The review paints a stereotypically distorted and self-serving picture of sex workers portraying them solely as women living “unpredictable and risky,” lives while denying them any connection to their families, children or community, essentially making them non-persons. It describes DTES sex workers as women so well acquainted with death and so highly vulnerable to violence, that it was only understandable the police would brush aside their disappearances. While most understand woman who are most vulnerable to violence are those most in need of protection, the VPD review seems to argue against this basic concept.
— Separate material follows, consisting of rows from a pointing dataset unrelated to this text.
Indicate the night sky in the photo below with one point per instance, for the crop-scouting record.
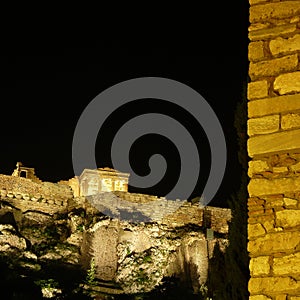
(48, 88)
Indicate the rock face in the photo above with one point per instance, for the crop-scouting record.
(139, 256)
(46, 234)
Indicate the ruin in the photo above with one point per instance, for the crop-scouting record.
(129, 231)
(105, 190)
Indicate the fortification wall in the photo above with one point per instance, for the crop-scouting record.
(173, 213)
(28, 195)
(274, 147)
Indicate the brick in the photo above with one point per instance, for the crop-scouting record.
(281, 45)
(256, 51)
(277, 10)
(273, 105)
(287, 83)
(259, 266)
(275, 142)
(280, 297)
(295, 167)
(261, 186)
(269, 225)
(290, 121)
(257, 166)
(255, 230)
(256, 1)
(258, 89)
(274, 242)
(274, 202)
(288, 218)
(259, 297)
(287, 265)
(273, 285)
(263, 125)
(267, 33)
(280, 169)
(273, 67)
(288, 202)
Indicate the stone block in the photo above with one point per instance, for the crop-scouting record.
(255, 230)
(252, 2)
(268, 106)
(261, 186)
(263, 125)
(295, 167)
(290, 121)
(281, 45)
(280, 169)
(258, 89)
(257, 166)
(277, 10)
(259, 297)
(288, 218)
(275, 142)
(269, 225)
(290, 203)
(267, 33)
(256, 51)
(259, 266)
(274, 242)
(287, 83)
(280, 297)
(286, 265)
(273, 67)
(273, 285)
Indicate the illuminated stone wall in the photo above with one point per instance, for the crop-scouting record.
(274, 149)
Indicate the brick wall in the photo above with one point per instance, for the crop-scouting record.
(274, 147)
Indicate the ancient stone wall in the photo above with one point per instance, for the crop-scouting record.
(28, 195)
(274, 147)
In the end and in contradiction to these justifications, the review grudgingly acknowledges the “significant misconception prevalent in the VPD as to the transience of “survival” sex trade workers.” Let us remember, this unshakeable misconception meant senior police officials long rejected mounting evidence of a serial killer authorizing only a stop and start and an always severely under-resourced and poorly strategized police investigation.

The most horrifying example of police incompetence is the RCMP’s agonizing failure to act immediately on compelling evidence against the major suspect in the late spring of 1999, allowing almost three years to pass before the arrest of serial killer Robert Pickton. This clear and unforgiveable negligence resulted in the murders of 14 women. Every one of these deaths could have been prevented. 

The review tells the Canadian public a story fastened together by arrogance, bigotry, racism, small-minded jurisdictional rivalry and a level of individual and institutional neglect of duty, responsibility and liability we have not seen since the era of the Indian Residential Schools. It is a story anchored by the abandonment and the betrayal of women: women working as sex workers, Aboriginal women, and, ultimately, all women. When the police and those bodies directly accountable for their governance treat their duty to protect some women with contemptuous disregard, all women are endangered.

In closing, we have observed and experienced your pretence and contempt, your betrayals and apologies and your never-ending racism against Aboriginal people.  We speak with the full force of our commitment to safety and rights for all women as we say to you; we once again underline your collective responsibility to protect every woman and to work with us to eliminate violence against all women.